Member Reviews

The Great Math War is a book about the ‘Foundation Crisis’ (Grundlagenkrise) which occurred in Mathematics from (roughly) 1883 to 1938. During that time, the philosophies of Logicism, Intuitionism and Formalism all vied to provide an account for what it is that grounds Mathematics, and thus accounts for the certainty which is characteristic of mathematical proofs.
Bertrand Russell (and Alfred North Whitehead) promoted Logicism, claiming that Mathematics can be reduced to logic. To justify that approach Russell developed his ‘theory of types’ to solve the paradoxes confronting set theory.
But his solution came at the cost of importing potentially ‘ad hoc’ principles into the logic which mathematics was supposed to be reduced to.
David Hilbert’s Formalism argued that Mathematics was just a set of rules, like those for playing a game. Games do not need justifying outside of their rules. If people enjoy the game and find it useful, then that is the foundational justification for playing the game.
But the problem which that approach raises is that it completely ignores the fact that physical nature seems to play the same (mathematics) game as mathematicians choose to play. So how can Mathematics be nothing more than a formal set of rules?
L. E. J. Brouwer’s Intuitionism took an entirely different approach. Putting logic and game rules aside, he (intuitively) applied a ‘constructivist’ methodology which insisted that mathematicians could only use concepts and proofs which they could construct from specific procedures (or from previously constructed concepts or procedures).
That approach does indeed provide a complete foundational justification for mathematics, but it only achieves that goal at the heavy cost of discarding significant portions of what Mathematicians previously counted as mathematics.
The ‘great math war’ was arguably brought to a close when Godel presented his argument for incompleteness. If there are truths which cannot be proven (or disproven) then that potentially undermines the very possibility of justifying a specific set of foundations for the entirety of mathematics.
This story of the war between Logicism, Formalism and Intuitionism is well-researched and skillfully-narrated, with some elegant turns of phrase. The book does particularly well to bring to life an abstract set of issues and to show why the issues mattered so much to those arguing about them.
But I think the book was also a little over-written and veering towards irrelevance in places (eg Boer war in chapter 4, Nazis in chapter 17). With a firmer editorial hand the book could have been significantly shorter, while still providing a good summary of the issues between Logicism, Formalism and Intuitionism.
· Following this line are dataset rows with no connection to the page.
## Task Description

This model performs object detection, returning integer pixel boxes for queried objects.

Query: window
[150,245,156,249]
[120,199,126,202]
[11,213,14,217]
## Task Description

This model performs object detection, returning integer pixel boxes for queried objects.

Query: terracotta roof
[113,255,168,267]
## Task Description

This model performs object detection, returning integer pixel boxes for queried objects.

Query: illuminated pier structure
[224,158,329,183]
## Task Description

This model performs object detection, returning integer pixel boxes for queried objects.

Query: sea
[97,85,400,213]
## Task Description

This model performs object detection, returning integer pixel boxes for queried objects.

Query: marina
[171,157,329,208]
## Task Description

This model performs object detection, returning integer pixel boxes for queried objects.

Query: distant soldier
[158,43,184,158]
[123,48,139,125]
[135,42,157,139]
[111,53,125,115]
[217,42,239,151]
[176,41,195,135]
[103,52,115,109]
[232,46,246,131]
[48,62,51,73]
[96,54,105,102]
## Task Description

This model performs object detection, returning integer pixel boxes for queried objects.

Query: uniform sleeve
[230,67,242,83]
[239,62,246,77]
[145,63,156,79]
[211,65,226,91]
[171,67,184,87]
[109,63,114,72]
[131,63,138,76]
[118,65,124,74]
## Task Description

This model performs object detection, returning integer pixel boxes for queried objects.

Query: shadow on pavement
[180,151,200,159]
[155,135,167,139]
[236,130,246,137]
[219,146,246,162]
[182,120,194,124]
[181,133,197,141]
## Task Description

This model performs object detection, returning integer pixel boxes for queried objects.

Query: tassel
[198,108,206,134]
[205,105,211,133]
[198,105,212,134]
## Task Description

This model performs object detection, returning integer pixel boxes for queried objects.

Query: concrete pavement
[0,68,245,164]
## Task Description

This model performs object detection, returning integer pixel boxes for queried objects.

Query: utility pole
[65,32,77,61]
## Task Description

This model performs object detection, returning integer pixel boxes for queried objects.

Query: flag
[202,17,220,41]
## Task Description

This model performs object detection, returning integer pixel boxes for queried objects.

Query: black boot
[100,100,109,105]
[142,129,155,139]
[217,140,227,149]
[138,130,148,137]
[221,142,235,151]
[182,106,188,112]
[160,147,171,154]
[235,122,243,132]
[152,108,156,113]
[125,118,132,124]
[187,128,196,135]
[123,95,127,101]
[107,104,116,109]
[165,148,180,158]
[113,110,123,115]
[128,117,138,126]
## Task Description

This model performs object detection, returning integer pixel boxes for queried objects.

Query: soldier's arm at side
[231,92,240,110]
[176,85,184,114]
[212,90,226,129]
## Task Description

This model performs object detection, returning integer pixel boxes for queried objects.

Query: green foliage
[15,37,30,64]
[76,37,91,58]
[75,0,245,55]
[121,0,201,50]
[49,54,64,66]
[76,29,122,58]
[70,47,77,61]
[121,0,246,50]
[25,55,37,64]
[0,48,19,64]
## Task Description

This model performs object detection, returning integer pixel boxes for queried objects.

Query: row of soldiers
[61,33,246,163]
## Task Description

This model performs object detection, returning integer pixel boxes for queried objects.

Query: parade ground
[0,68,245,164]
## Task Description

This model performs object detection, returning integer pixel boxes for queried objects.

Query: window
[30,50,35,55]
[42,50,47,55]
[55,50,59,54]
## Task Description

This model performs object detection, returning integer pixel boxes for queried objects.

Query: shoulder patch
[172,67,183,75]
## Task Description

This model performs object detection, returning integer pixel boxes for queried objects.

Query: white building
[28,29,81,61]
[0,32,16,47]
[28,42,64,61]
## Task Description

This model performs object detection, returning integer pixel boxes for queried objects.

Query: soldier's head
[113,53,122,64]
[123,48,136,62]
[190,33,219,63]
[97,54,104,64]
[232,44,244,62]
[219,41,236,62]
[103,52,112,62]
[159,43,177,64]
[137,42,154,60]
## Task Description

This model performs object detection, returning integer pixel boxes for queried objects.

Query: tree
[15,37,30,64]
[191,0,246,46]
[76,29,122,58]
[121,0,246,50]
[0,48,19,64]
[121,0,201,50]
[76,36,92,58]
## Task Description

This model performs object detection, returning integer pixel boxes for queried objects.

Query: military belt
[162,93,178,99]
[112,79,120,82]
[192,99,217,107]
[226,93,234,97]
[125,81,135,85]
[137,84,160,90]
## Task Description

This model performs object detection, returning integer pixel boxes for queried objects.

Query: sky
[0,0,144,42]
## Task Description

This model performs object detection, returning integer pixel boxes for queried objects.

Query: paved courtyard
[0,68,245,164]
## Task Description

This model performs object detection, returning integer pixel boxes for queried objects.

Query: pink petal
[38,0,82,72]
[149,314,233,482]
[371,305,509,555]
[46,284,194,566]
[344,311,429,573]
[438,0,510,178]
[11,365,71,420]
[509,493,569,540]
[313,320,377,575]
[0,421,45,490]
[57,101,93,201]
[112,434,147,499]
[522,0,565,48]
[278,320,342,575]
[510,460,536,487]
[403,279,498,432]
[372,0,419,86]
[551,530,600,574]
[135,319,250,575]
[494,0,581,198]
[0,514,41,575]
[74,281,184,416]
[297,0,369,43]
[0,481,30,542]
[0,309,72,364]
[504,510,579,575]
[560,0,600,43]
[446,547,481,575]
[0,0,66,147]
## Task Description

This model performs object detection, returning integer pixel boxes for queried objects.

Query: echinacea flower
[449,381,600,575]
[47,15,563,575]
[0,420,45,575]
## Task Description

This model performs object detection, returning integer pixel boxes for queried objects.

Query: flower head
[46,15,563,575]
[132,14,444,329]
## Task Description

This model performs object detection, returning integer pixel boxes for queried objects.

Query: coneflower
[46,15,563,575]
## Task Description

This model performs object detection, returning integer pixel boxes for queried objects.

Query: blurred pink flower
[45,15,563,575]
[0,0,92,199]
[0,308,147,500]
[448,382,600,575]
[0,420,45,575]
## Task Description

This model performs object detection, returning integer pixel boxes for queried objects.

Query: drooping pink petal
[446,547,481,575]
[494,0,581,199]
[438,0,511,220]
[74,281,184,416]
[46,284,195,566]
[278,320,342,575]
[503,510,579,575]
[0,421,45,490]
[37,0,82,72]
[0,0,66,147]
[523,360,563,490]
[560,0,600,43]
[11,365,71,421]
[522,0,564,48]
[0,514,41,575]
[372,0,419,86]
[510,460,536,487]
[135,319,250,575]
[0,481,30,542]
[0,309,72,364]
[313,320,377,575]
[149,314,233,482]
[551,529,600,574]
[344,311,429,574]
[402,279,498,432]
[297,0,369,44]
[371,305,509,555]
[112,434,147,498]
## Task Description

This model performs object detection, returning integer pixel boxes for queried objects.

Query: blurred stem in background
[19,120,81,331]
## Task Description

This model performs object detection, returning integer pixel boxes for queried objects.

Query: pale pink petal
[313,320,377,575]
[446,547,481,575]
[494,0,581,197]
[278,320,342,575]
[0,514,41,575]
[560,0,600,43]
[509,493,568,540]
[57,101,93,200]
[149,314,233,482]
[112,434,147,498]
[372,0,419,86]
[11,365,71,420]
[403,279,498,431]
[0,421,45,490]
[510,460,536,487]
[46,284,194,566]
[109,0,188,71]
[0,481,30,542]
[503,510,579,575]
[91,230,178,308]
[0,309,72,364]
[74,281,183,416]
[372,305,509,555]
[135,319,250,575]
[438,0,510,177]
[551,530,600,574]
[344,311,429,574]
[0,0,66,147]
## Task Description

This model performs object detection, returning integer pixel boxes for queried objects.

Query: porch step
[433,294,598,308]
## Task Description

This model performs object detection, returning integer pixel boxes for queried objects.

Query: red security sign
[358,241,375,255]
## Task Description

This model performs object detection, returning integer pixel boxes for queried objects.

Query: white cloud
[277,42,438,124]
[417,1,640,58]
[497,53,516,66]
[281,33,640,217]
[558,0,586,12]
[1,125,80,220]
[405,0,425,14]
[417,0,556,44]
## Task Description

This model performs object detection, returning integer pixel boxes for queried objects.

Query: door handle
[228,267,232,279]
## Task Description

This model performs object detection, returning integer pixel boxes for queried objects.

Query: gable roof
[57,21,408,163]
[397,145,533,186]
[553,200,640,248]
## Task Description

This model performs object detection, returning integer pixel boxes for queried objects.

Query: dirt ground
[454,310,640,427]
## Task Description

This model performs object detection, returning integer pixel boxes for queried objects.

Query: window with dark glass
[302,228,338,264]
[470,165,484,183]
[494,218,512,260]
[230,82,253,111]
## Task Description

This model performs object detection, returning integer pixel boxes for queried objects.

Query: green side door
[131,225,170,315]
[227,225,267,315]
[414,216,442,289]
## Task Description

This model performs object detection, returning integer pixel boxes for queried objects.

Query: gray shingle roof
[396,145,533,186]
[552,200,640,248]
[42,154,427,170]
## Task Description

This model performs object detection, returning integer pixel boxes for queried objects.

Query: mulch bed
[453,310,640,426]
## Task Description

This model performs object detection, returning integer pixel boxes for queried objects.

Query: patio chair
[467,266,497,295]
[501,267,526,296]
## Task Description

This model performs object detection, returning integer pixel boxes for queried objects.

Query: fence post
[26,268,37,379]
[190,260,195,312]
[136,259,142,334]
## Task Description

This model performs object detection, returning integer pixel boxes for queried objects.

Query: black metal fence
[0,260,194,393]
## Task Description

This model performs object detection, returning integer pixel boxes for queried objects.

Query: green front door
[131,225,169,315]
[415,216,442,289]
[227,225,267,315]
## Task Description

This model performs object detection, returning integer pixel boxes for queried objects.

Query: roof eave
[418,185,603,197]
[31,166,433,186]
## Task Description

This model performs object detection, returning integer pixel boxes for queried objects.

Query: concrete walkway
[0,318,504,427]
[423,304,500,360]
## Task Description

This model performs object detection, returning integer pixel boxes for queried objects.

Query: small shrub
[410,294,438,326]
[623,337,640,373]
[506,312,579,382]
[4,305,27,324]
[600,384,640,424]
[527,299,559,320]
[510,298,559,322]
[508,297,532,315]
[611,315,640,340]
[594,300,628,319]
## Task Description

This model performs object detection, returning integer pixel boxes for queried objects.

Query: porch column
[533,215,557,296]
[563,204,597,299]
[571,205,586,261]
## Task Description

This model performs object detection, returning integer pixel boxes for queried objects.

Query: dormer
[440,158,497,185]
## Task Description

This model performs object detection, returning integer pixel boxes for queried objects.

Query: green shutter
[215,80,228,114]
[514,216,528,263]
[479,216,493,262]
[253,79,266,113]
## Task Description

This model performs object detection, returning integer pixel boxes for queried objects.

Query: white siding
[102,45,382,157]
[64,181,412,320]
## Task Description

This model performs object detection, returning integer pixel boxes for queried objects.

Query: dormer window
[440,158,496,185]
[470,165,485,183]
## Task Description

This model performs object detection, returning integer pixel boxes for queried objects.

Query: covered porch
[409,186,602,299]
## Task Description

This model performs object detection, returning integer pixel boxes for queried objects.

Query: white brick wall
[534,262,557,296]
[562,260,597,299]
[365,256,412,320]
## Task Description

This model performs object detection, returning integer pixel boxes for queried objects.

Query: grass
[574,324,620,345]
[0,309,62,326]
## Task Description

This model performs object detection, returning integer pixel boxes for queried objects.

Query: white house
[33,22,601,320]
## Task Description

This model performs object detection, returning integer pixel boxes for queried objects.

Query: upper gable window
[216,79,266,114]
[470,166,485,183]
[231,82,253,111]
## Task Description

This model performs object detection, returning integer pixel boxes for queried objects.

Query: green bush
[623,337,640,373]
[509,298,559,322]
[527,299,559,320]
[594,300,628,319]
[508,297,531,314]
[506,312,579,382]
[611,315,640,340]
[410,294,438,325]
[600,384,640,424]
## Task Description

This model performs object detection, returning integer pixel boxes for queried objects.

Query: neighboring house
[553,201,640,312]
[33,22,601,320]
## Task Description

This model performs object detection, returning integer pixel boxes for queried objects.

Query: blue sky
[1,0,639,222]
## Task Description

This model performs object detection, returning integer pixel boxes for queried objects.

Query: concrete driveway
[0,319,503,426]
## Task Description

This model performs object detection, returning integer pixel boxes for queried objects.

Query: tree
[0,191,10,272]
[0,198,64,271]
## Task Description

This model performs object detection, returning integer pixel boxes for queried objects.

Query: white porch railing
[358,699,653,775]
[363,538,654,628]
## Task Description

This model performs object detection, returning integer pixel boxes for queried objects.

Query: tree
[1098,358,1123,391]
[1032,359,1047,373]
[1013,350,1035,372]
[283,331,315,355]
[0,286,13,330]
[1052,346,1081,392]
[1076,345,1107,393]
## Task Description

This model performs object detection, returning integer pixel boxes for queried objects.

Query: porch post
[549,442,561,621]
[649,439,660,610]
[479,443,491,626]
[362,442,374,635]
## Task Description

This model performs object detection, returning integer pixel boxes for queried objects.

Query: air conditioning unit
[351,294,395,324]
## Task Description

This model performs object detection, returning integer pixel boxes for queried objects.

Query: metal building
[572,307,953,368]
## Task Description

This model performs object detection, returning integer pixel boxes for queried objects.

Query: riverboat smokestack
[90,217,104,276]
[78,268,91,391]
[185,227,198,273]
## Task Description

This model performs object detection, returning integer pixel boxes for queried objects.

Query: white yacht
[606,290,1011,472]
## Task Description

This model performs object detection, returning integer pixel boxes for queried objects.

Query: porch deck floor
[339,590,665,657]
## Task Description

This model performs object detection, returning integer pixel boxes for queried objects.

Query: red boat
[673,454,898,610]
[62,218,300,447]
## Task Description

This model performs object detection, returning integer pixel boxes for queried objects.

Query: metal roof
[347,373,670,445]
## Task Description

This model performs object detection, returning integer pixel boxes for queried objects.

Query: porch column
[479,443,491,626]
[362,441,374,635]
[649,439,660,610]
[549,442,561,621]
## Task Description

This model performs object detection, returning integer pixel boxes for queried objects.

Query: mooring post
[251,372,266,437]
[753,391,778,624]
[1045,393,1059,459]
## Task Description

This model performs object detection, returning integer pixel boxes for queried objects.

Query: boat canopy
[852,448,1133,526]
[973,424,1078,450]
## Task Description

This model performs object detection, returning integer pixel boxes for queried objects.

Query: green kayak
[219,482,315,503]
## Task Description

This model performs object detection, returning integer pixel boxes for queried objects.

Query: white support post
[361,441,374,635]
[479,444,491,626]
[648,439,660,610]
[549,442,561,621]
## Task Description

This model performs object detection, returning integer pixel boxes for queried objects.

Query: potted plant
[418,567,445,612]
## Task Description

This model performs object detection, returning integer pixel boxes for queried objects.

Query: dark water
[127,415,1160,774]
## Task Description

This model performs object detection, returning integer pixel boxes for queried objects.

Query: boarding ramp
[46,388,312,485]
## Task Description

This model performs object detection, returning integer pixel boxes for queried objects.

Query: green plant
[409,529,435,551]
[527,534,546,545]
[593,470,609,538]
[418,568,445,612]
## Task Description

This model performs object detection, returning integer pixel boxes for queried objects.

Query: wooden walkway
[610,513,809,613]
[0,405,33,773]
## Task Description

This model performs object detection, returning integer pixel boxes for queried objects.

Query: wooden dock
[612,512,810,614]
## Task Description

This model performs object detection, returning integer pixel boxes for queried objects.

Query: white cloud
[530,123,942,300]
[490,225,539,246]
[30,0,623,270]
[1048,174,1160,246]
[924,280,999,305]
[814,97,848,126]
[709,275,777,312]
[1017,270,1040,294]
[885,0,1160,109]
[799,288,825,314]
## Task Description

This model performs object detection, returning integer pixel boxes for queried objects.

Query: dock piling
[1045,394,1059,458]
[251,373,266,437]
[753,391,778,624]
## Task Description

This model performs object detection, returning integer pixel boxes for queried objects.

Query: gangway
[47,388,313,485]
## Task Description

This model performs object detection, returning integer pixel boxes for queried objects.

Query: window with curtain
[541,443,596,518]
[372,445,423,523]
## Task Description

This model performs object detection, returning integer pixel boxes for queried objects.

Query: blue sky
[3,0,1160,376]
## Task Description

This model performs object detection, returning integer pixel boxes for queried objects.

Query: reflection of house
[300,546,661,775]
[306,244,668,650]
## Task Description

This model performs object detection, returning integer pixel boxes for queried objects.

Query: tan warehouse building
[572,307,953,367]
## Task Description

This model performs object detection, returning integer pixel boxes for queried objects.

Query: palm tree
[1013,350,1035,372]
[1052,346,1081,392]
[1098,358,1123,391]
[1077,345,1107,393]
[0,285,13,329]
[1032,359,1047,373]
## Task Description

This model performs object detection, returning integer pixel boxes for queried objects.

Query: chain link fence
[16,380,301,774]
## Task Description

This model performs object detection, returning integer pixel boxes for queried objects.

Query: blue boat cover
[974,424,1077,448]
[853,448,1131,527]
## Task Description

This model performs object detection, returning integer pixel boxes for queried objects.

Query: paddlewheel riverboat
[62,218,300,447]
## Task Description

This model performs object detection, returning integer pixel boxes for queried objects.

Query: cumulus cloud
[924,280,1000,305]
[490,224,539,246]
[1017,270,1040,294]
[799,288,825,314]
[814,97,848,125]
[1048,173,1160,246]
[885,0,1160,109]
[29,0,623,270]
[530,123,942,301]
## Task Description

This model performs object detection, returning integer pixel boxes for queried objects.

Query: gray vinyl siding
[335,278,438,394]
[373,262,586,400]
Textually the book read well, with an engaging prose style. Around 20% of the book was committed to notes and follow-up materials.
Overall, this is a book which anyone interested in mathematics, science or philosophy could enjoy, and it is accessible to readers of any background. I found this a hard book to rate because I would like to give 5 to the parts of the book which were relevant and focused on logicism, formalism and intuitionism. But I found the irrelevant sections increasingly distracting to the point of wanting to give a 1 for those bits. So, I think that results in a 3.
(This is an honest review of a pre-publication, free, digital ARC version of the text. Please note that the final published version of a text can differ from the ARC version).

I enjoyed this historical read. I came to this only knowing the barest of terms but not knowing the history or the outcome. What I learned? The purest facts of the “war” could be described in a bare few pages. And I think that was one of the things about which that I felt most disappointed. The history was fascinating on its own, but I kept being drawn on by the question “How will this resolves? Who ‘wins’?” And then there’s a paragraph or two about Gödel . . . and then we’re done. It felt a big letdown. I felt that, interesting as it was, the history was put in because the actual “plot” is so simple and abrupt, and we needed more to tell. I realize the history is there to explain the developments, but why then so many words on Russell’s womanizing? I also felt the tone was uneven. Now we are going to be scholarly, now we’re going to be hip and current, “look, here’s a funny quip.”. There were multiple instances of really unnecessary repetitions, using several synonyms to describe the same thing. It broke the reading attention. Overall the text needs tightening, clearing out unnecessary repetitions, spending less time on irrelevant biographies.